I just wanted to tell you how good it was to hear your voice the other day when you called me completely out of the blue1. You sounded good - relaxed and cheerful. We had been concerned about you, of course.

As well, it was kind of you to go out of your way2 in order to offer me Bill's poster of the anti-war protest3. As I recall, Bill is amusedly staring at something to his right. I'm glad Herb didn't - curb - his tendency toward physical equivocation that day: a natural shrimp, he stands out all the better, thanks to that added six inches of height!

Me some peanuts and Cracker Jack I,
Don't care if I ever go back so!

So I have a confession to make, Connie: I KNOW. Yeah, I wheedled it out of poor Al4, who was loathe to yield up any information; but I twisted his poor little thin arm until it became clear that to resist further would be to risk the loss of his percussion career5.

I think I know how you feel about the secretive-thing: when I thought6 I had this disorder the first time (around 1981), it was horrifying for me to think of other people finding out about it - especially my Mother. Fifteen years later I was more philosophical about all that. Of course, it helped that my disability was gradually (key word, this: it gave me time to accept - and adjust) becoming more obvious7. But I still recall the feeling of shame when I had to appear to various people in a wheelchair for the first time.
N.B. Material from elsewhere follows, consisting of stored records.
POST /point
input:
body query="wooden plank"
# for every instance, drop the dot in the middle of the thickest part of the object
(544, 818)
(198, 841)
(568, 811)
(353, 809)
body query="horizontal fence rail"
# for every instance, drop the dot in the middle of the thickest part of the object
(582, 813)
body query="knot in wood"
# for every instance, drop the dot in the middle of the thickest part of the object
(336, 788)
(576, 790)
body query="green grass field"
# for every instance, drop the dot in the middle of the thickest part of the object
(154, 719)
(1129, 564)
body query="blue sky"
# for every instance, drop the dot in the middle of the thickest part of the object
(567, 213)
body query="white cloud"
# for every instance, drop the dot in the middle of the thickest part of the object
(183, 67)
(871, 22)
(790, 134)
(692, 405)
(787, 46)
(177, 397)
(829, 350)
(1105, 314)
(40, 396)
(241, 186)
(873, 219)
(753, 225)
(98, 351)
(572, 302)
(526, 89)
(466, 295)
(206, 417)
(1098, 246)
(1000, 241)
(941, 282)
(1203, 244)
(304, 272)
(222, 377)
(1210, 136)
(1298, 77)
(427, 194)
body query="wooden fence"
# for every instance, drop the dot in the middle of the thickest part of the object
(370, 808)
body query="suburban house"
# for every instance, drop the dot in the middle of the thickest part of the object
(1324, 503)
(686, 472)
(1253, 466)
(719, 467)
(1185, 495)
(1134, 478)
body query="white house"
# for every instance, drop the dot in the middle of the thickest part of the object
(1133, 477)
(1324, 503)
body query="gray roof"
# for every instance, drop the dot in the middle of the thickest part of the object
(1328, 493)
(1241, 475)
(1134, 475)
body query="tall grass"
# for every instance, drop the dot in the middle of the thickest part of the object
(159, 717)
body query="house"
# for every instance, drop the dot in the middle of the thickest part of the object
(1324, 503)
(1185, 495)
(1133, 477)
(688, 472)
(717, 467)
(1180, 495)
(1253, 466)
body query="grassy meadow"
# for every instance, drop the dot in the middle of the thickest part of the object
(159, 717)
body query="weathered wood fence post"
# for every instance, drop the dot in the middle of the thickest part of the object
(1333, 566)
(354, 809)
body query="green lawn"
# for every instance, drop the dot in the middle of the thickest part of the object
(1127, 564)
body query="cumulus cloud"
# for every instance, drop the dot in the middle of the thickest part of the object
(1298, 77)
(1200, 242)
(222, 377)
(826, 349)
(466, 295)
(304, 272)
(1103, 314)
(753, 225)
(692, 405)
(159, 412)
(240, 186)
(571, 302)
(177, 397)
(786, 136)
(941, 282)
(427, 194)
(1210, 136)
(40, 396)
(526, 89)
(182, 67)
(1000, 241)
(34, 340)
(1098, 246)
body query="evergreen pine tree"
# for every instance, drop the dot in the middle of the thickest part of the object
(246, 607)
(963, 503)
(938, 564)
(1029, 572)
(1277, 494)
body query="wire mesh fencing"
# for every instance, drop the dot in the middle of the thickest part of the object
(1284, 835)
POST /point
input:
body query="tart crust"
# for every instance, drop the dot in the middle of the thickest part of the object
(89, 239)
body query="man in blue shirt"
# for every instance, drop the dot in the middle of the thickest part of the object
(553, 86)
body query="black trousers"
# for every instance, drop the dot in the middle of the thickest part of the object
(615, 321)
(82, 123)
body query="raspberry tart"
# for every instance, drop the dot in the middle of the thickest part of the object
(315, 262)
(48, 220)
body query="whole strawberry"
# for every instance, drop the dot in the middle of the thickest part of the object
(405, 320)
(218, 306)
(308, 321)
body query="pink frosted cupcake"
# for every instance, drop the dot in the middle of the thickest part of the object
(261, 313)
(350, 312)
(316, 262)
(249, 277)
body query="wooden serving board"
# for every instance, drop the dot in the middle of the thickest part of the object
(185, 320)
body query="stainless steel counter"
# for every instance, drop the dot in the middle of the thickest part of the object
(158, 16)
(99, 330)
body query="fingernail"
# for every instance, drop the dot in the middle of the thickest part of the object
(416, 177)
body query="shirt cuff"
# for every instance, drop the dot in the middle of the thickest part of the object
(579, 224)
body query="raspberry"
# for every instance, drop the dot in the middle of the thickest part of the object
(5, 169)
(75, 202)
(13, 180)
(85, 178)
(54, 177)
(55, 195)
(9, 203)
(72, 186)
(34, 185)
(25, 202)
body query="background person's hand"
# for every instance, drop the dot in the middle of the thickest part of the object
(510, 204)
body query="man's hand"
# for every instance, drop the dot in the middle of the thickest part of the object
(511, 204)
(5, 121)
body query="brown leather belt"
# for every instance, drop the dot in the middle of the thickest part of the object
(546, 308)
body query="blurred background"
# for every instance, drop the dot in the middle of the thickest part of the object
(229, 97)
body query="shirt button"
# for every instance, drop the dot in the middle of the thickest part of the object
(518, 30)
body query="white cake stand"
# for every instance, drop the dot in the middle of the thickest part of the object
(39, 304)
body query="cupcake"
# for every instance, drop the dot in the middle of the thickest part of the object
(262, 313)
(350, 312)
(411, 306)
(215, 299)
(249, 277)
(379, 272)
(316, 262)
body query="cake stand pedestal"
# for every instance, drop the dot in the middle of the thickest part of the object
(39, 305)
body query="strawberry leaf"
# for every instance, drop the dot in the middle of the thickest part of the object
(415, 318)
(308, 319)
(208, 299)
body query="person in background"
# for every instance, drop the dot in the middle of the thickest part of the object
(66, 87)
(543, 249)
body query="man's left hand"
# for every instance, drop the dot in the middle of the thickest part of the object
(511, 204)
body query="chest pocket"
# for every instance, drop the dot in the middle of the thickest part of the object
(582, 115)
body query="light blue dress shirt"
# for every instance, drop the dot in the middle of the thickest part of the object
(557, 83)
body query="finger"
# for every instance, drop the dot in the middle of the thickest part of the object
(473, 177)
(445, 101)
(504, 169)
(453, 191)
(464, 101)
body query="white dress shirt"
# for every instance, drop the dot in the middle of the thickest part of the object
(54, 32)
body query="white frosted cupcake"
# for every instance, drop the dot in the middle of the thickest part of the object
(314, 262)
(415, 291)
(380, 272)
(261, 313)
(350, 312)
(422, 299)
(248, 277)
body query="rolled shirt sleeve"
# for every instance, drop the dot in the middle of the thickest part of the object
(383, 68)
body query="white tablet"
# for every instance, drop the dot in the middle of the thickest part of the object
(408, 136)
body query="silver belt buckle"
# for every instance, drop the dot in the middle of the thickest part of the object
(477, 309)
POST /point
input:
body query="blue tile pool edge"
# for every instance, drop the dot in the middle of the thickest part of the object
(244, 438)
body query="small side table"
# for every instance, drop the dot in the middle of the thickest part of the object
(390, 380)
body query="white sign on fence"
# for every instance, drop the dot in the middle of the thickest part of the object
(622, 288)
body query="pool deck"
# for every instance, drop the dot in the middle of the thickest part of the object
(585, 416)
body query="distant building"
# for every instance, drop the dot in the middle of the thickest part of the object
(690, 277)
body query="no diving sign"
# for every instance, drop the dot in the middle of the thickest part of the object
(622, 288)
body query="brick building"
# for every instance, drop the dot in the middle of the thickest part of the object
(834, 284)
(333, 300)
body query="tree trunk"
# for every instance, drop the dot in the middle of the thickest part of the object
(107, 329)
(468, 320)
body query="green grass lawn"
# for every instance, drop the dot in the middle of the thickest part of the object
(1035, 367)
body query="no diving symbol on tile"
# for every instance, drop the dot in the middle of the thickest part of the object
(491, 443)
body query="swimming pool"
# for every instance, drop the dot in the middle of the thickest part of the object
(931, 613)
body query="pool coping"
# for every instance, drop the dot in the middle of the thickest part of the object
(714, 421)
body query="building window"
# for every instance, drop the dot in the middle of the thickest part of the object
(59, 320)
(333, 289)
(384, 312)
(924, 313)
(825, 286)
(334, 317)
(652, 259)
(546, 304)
Anyway, I hope that I don't offend you by confiding that I know. So why am I doing it? Out of an urge for a New Openness, I suppose. I wouldn't feel right the next time I saw you if it wasn't clear that we not only knew this about each other, but as well shared the common experience of a profoundly personal life-changing illness. Then we could speak about It to one another as little or as much as we please.

It's root
Root root for the home team if;
They don't win it's a shame so!

We think of you often, Connie. Please call us when you're in town this summer.

It's one
Two three four balls you walk
At the old8 ball9 game10!

Love, Ted

Footnotes:

1 I always wondered what this purported and proverbial 'blue' was - and where it was.

2 Isn't a phone call 'out of one's way'?

3 Yes, there were some key people missing at that protest - you and the Ott, for two. I suggest you and he get together for a screening of 'Start The Revolution Without Me.'

4 He was here to play in a concert at Tufts recently and stayed with us.

5 Actually, the truth is more interesting, in that I had to play sleuth. I had asked about your sister Alexa, and Al told me she died last year. Then he added that another of your brothers had the disorder*, "...and that makes four in that family." Was he being sly, providing an oblique clue? Or did he slip up? At any rate, I badgered him for that fourth name - but (am I naive?) never dreamt it was you. (Yes - and then I had to promise I wouldn't let on to you that I KNEW. Ah well, I broke my promise to poor Drummer Al**.)
* I prefer this rather innocuous term to the horrific-sounding 'disease.' Or the rather prosaic 'disability.'
** The irony here, of course, is that YOU probably KNOW that I KNOW. I mean, don't you-two share all this kinda stuff with each other? (But do I KNOW for sure that YOU KNOW that I KNOW? No.)

6 I probably did have it. As often happens, it proceeded to remit for 15 years or so.

7 So when I began walking with a cane-chair, people began to notice, even ask about it. ("Is something wrong with your back?" "Yes, Asshole.") The irony here is that, when I was wont to let my Mother finally find out - and even welcomed it - she was too senile to notice anything was wrong. Darn!

8 I don't know about the game, but this song got mighty old some time ago!

9 If I had stuck to the original words, should it be called 'the old strike game'? )

10 I'd like to think that Bill would have liked this 'correction'. But perhaps not: maybe he'd think I was just desperate for a consonant (happy?) ending. (Hmm - what exactly constitutes 'a happy ending' anyway?)